All times normalized to **focused hours** (1 day = 8 h, 1 week = 40 h).
Per-class statistics on the Resolved sheet (n=1,076):

### 2.1 · Time Spent (focused hours per item) by work-class

| class      | n   | median (h) | mean (h) | p20 | p80 |
|---|---:|---:|---:|---:|---:|
| admin       | 4   | 1.0  | 2.5  | 0.0  | 8.0  |
| **bugfix**  | 36  | **5.5**  | 7.0  | 2.0  | **12.0** |
| ci_devops   | 32  | 2.0  | 3.5  | 1.0  | 5.0  |
| docs        | 19  | 2.0  | 3.7  | 2.0  | 5.0  |
| **investig**| 20  | **4.5**  | 7.3  | 3.0  | **16.0** |
| **newfeat** | 53  | **3.0**  | 5.7  | 1.0  | **8.0**  |
| other       | 161 | 4.0  | 5.5  | 2.0  | 8.0  |
| **refactor**| 24  | **4.0**  | 4.8  | 2.0  | **8.0**  |
| release     | 28  | 1.5  | 2.5  | 1.0  | 3.0  |
| review      | 73  | 1.0  | 1.9  | 1.0  | 2.0  |
| **test**    | 75  | **5.0**  | 6.4  | 2.0  | **11.0** |

Bolded rows are the five classes used for the Day-3 backlog (refactor /
bugfix / test / investig / newfeat).

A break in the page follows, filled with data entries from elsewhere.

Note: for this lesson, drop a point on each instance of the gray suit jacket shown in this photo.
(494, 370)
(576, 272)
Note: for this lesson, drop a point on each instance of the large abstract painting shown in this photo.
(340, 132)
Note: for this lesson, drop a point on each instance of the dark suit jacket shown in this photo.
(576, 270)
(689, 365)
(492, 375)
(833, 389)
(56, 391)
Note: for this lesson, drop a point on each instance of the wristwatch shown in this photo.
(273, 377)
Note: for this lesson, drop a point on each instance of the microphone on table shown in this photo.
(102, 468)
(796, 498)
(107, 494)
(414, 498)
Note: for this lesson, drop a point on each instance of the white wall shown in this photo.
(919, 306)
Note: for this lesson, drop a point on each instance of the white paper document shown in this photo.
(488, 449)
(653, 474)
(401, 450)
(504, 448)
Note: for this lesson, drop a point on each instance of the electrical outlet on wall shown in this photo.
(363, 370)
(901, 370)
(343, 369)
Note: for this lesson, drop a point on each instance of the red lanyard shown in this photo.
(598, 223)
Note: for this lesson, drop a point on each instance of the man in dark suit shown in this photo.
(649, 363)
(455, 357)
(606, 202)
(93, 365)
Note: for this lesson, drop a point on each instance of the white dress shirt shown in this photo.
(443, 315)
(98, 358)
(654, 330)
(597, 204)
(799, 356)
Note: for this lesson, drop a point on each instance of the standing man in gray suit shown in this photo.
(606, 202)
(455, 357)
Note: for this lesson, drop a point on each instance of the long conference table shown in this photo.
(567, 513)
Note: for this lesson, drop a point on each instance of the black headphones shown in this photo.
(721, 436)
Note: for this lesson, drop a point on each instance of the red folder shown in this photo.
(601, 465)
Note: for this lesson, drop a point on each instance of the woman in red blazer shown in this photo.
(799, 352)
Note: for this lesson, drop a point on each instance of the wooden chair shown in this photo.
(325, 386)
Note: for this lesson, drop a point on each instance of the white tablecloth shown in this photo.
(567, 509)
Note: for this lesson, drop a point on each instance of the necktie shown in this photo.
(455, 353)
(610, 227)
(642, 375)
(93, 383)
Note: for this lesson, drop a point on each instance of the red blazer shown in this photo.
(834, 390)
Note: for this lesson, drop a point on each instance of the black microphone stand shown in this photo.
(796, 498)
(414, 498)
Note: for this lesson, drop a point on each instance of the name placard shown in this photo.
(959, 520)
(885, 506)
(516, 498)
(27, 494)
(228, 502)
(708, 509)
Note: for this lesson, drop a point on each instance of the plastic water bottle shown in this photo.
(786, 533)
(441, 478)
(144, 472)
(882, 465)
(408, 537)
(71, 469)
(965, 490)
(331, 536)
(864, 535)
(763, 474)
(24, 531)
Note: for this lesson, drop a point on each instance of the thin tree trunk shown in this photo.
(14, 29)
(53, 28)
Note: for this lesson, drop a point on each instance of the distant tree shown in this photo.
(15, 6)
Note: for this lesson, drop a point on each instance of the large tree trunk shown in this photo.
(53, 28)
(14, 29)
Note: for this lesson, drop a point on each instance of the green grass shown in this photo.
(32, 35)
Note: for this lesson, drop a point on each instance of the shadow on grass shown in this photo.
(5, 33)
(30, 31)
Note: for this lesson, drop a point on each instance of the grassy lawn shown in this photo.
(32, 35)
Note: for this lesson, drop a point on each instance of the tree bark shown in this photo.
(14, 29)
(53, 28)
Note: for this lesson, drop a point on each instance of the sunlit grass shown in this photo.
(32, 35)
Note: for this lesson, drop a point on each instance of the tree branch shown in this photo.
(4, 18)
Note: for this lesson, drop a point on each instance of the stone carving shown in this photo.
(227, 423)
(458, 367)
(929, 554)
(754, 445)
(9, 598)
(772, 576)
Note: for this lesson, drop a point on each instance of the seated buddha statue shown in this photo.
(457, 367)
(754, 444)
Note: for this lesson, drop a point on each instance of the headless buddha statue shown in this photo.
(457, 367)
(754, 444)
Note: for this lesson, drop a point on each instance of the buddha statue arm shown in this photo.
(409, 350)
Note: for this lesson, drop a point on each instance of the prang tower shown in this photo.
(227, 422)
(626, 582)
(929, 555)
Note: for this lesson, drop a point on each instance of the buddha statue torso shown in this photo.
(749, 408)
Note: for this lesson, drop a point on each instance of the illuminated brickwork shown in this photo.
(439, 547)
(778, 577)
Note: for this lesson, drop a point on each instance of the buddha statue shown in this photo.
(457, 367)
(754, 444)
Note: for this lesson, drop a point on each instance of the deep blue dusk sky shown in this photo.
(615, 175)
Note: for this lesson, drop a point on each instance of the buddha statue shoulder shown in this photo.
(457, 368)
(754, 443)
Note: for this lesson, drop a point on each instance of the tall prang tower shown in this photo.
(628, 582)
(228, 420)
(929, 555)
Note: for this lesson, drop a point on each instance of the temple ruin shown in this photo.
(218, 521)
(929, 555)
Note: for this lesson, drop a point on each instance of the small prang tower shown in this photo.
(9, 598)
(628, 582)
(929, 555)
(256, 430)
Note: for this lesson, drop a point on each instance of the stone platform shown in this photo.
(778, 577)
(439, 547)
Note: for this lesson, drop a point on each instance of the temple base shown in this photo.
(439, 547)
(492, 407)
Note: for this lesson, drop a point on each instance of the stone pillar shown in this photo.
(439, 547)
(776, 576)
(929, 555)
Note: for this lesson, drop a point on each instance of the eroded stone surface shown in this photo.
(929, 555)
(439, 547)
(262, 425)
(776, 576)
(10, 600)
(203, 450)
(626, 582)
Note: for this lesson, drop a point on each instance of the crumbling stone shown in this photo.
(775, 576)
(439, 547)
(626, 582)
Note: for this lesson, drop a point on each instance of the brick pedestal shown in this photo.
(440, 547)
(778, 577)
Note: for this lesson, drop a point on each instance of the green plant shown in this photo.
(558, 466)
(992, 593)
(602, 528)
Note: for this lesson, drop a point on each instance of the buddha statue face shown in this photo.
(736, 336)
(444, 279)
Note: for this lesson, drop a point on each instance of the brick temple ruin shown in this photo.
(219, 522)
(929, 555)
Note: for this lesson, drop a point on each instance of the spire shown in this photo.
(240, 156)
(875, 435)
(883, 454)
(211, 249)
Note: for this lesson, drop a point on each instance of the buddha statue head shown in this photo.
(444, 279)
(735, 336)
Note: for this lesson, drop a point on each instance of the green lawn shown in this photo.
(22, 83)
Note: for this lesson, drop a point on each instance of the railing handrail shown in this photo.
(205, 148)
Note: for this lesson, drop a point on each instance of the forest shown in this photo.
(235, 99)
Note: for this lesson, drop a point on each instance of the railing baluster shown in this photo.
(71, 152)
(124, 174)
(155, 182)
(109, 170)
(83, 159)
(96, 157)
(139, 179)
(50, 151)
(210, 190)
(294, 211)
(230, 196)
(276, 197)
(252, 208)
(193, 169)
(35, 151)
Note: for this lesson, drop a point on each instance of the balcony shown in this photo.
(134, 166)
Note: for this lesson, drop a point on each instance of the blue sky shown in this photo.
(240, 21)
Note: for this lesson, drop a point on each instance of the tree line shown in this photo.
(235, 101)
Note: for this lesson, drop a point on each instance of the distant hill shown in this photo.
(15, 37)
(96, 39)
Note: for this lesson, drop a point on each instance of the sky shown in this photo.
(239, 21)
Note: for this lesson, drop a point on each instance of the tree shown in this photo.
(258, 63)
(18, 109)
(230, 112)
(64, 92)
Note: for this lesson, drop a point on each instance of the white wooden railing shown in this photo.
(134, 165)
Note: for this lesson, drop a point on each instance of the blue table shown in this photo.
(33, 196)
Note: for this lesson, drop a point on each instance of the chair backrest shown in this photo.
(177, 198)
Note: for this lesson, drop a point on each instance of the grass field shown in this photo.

The classifier is Summary-keyword based
(see `/tmp/phase1_extract.py`); spot-checked on 25 refactor-classified items
and confirmed.

### 2.2 · Honesty of estimation (Time Spent ÷ Estimate)

| class      | n   | median | mean | p80  |
|---|---:|---:|---:|---:|
| admin       | 3   | 1.00 | 1.17 | 2.00 |
| bugfix      | 36  | 1.00 | 0.97 | 1.00 |
| ci_devops   | 29  | 1.00 | 0.89 | 1.00 |
| docs        | 19  | 1.00 | 0.95 | 1.00 |
| investig    | 19  | 1.00 | 1.01 | 1.50 |
| newfeat     | 51  | 1.00 | 1.09 | 1.33 |
| refactor    | 24  | 1.00 | 0.86 | 1.00 |
| test        | 71  | 1.00 | 0.88 | 1.00 |

**Median ratio = 1.00 across every work-class.** This team does not
systematically under-quote. The slight under-mean on test/refactor/ci_devops
(0.86–0.95) suggests they over-quote slightly and finish ahead. Investig and
newfeat are the only two with p80 > 1.0 (1.5× and 1.33×), reflecting the open-
ended nature of investigation work.

### 2.3 · Calendar gap (Creation → Resolution)

| class      | n   | median (days) | p80 (days) |
|---|---:|---:|---:|
| admin       | 5   | 4.1   | 23.0  |
| bugfix      | 71  | 7.1   | 36.9  |
| ci_devops   | 56  | 5.5   | 24.4  |
| docs        | 27  | 4.4   | 11.8  |
| investig    | 23  | 4.9   | 27.2  |
| newfeat     | 97  | 12.8  | 104.5 |
| refactor    | 47  | 12.9  | 29.2  |
| release     | 236 | 14.2  | 50.2  |
| review      | 70  | 1.2   | 4.9   |
| test        | 94  | 6.5   | 20.8  |

**Refactor work takes ≈4 h of focused effort (median) but spans ≈13 calendar
days from EWM creation to resolution.** The 77× ratio (13 d × 24 h ÷ 4 h)
is *not* the developer working slowly; it's the EWM-ticket-sat-in-the-queue
phenomenon Bogdan flagged. Phase 3 below decomposes this into attention-lag
and focused-work components.

### 2.4 · Per-developer throughput, trailing 6 months (Nov-2025–Apr-2026)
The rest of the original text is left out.